Es gehört zu den Obliegenheiten der Naturwissenschaften, die Differenzen zwischen den unterschiedlichen Seinsarten und Naturreichen zu schärfen. So ist es ihnen darum zu tun, möglichst geeignete Kriterien zur Bestimmung und zur Abgrenzung von Menschen, Tieren und bloßen Gegenständen anzugeben.4 Anders ist es um die Kultur bestellt, die eines ihrer zentralen Phantasmen gerade aus dem Unterlaufen dieser Grenze zieht.
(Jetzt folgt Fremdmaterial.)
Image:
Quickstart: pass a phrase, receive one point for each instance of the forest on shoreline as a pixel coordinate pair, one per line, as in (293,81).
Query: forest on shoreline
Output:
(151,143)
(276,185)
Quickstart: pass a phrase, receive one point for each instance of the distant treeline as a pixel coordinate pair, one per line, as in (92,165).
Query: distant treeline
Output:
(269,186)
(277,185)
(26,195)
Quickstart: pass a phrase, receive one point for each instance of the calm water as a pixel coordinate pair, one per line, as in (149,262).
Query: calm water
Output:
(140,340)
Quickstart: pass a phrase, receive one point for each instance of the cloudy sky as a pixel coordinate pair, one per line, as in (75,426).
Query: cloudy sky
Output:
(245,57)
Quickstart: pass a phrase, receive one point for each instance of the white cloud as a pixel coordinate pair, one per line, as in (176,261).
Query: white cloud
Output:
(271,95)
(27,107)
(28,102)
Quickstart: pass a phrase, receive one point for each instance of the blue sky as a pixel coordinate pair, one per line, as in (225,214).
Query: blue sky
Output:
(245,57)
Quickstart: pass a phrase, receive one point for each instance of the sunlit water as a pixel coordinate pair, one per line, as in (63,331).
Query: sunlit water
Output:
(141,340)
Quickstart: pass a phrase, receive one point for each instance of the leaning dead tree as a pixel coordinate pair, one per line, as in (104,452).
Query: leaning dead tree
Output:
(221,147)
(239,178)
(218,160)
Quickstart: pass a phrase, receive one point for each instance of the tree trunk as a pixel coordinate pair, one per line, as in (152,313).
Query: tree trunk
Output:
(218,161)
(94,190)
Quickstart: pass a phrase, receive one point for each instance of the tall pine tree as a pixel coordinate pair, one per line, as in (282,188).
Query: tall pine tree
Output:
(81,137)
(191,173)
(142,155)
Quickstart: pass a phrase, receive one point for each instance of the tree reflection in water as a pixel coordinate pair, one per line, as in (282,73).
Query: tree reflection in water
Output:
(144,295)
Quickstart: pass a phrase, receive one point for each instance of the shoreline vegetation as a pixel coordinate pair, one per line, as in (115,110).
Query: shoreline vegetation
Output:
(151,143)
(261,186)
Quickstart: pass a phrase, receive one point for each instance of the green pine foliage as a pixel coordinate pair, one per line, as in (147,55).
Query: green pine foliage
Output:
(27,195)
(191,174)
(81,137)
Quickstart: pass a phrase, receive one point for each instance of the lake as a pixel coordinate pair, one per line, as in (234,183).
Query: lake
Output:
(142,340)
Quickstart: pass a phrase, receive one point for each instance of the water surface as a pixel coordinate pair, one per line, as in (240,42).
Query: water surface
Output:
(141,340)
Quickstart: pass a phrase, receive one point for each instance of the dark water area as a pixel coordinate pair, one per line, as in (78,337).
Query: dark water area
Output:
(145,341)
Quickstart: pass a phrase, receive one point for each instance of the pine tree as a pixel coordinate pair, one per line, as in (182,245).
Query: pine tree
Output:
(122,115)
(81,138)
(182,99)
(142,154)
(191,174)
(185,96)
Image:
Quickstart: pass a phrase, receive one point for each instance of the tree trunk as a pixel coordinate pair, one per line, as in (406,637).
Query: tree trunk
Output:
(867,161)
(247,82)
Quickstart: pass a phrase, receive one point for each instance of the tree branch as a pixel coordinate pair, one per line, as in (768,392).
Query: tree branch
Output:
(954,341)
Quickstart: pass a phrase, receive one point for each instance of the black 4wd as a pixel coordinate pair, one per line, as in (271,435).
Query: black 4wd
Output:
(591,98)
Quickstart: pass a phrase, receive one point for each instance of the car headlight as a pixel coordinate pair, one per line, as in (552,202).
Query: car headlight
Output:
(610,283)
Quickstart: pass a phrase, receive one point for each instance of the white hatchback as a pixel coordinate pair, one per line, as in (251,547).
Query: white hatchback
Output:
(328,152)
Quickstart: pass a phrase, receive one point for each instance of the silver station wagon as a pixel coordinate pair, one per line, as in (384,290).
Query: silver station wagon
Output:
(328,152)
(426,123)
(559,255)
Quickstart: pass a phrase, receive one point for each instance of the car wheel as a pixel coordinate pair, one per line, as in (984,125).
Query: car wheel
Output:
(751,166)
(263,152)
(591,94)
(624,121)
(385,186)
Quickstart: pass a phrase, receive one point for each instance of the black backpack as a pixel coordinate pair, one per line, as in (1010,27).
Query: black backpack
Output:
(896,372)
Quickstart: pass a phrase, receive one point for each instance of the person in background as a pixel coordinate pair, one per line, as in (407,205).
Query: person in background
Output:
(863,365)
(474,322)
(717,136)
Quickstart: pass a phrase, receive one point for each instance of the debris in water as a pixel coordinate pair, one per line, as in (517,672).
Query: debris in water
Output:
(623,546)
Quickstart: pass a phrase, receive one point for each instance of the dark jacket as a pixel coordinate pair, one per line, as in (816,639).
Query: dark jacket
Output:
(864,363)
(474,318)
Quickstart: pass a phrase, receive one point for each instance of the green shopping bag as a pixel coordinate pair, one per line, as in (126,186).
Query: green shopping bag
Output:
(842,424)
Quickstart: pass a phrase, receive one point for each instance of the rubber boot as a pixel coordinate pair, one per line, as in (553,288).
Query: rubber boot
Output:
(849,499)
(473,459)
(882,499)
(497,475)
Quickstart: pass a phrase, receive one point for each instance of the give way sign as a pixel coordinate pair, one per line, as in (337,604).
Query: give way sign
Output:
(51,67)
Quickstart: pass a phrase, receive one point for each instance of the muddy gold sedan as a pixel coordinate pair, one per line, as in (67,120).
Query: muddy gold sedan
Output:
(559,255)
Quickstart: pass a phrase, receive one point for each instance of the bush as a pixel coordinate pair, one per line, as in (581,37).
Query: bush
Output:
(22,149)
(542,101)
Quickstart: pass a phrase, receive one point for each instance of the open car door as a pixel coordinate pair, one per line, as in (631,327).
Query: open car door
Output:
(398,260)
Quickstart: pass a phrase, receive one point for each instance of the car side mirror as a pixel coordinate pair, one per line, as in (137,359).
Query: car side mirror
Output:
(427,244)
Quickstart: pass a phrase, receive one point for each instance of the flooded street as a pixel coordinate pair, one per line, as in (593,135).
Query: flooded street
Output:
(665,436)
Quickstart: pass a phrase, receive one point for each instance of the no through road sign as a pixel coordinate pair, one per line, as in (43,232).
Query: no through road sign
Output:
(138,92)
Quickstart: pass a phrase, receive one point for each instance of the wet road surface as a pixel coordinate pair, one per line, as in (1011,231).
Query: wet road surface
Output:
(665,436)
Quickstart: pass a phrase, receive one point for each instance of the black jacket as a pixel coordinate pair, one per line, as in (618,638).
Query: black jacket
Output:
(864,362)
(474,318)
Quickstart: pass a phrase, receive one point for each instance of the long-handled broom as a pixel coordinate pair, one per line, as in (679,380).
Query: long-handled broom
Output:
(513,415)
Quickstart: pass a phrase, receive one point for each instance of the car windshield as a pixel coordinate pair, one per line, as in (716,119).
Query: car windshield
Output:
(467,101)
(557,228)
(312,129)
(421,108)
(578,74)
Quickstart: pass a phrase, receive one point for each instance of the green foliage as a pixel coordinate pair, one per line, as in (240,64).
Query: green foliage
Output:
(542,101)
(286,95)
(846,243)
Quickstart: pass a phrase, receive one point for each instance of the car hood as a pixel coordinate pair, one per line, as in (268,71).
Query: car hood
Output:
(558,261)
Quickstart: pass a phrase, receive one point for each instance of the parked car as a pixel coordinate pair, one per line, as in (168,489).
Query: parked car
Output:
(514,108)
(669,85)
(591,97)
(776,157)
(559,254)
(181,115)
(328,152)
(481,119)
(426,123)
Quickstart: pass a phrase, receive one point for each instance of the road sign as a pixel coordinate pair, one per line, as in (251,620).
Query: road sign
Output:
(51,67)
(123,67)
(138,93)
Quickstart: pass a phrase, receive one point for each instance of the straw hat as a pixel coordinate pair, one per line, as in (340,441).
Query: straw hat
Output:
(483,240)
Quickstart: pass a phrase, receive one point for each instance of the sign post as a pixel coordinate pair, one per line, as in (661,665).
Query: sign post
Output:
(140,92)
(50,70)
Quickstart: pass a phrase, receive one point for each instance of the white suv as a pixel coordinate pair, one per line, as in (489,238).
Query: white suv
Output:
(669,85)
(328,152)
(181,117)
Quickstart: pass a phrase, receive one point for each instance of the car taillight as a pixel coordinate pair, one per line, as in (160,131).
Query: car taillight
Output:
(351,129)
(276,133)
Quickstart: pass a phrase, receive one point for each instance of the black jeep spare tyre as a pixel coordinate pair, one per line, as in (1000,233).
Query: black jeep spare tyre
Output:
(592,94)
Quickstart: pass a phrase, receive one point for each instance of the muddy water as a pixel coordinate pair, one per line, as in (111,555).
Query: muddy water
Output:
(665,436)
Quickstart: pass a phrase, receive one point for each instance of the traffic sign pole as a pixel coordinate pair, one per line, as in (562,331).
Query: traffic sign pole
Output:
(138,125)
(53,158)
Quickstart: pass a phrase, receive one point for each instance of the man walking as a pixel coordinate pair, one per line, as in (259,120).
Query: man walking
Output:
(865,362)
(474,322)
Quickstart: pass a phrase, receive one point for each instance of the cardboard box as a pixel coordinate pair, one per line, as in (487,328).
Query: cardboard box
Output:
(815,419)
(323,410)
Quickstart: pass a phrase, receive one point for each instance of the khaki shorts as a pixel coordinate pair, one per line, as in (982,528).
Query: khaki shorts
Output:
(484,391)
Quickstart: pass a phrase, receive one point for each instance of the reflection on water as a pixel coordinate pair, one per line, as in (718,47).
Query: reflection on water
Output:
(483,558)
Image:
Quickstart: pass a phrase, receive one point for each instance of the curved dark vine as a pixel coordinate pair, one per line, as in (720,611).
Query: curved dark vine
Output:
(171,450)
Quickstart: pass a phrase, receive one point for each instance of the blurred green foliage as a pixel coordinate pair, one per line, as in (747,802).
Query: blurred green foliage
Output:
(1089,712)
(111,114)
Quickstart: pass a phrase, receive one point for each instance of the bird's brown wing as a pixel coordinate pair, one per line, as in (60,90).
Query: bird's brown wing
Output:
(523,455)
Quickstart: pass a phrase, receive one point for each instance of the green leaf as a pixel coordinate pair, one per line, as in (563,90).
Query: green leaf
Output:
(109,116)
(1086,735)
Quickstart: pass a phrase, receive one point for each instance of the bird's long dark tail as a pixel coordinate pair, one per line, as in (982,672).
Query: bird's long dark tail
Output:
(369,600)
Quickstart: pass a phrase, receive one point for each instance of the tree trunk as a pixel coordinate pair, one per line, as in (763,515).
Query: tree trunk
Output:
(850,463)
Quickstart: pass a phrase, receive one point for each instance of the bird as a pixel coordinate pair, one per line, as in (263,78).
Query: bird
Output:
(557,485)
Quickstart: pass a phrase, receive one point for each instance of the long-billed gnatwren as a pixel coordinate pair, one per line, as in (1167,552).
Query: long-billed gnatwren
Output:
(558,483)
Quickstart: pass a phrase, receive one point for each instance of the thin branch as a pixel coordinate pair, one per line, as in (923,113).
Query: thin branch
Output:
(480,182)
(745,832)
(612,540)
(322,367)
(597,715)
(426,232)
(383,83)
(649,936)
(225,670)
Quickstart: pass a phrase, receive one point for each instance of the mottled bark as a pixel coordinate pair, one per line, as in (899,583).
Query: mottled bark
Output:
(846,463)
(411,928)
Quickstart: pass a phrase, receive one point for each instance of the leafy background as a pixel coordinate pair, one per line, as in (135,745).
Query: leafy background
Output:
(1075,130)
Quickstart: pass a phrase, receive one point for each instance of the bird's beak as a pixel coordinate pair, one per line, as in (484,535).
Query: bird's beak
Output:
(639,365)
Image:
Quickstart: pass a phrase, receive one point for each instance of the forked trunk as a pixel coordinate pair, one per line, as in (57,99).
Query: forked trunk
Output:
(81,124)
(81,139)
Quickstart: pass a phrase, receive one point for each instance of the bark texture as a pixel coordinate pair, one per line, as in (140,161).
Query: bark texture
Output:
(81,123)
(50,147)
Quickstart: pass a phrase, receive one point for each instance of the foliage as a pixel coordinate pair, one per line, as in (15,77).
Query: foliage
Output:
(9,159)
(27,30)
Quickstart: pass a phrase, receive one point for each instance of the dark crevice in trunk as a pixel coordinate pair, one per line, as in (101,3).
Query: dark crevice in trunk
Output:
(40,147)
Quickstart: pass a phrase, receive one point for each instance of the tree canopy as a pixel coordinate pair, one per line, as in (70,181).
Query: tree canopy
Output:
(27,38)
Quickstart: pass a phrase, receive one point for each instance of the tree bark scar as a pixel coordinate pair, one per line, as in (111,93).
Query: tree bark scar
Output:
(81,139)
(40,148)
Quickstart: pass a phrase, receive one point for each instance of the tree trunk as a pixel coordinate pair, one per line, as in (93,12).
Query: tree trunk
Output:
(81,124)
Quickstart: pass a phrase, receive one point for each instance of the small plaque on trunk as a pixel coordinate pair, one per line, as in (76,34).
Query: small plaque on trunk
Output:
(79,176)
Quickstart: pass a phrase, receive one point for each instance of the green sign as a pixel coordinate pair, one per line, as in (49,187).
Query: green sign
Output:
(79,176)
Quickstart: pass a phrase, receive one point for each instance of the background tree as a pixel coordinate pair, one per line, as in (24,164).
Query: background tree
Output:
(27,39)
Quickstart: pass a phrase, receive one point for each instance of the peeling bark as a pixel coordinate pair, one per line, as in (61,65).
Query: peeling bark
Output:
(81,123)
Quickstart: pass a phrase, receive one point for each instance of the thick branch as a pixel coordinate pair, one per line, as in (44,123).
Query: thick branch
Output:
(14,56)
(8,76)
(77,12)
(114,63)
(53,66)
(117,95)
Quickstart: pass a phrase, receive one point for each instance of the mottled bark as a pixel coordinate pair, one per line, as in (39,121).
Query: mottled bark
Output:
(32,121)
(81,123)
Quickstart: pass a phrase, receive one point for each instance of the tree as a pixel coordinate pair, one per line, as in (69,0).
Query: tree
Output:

Menschen, Tiere und Gegenstände, vom technischen Artefakt bis zu einem bloßen Ding in der Umwelt, erscheinen in dieser Hinsicht als relativ zueinander positionierbar und nicht als kategorial voneinander getrennt.5 Der Versuch, die Grenzen der Seinsarten zu unterlaufen, unterläuft dabei selbst jene Rationalität, die als herausgestellte Eigenart des Menschen Tieren, Pflanzen und nicht zuletzt auch Maschinen durch eine ebenso lang andauernde wie beredte Tradition in Abrede gestellt wird.6 Diese nicht als Verlust, sondern umgekehrt als Spezifikum einer auf Steigerung angelegten Moderne zu veranschlagen, ist ein Topos eben dieser Moderne, der eines seiner erzählbaren Exempla mit den Beispielen aus Heinrich von Kleists Abhandlung ›Über das Marionettentheater‹ aus dem Jahr 1810 gefunden hat: In den Episoden vom Tänzer und der Marionette, von dem durch einen Spiegel um seine Unschuld gebrachten Jüngling und dem fechtenden Bären sind Konstellationen gegeben, die allesamt um Begriff und Sache einer phänomenalen Identität kreisen.7 Wie etwa erfahren (und wie versichern sich Lebewesen) ihrer eigenen Identität — in einer Lebenswelt, in der sie es mit Marionetten, mit Tieren und eben auch mit ihresgleichen zu tun haben?8

Publication details

DOI: 10.1007/978-3-476-00319-5_13

Full citation:

Rieger, S. (2007)., Choreographie und Regelung, in G. Brandstetter, S. Doering & G. Blamberger (Hrsg.), Kleist-Jahrbuch 2007, Stuttgart, Metzler, pp. 162-182.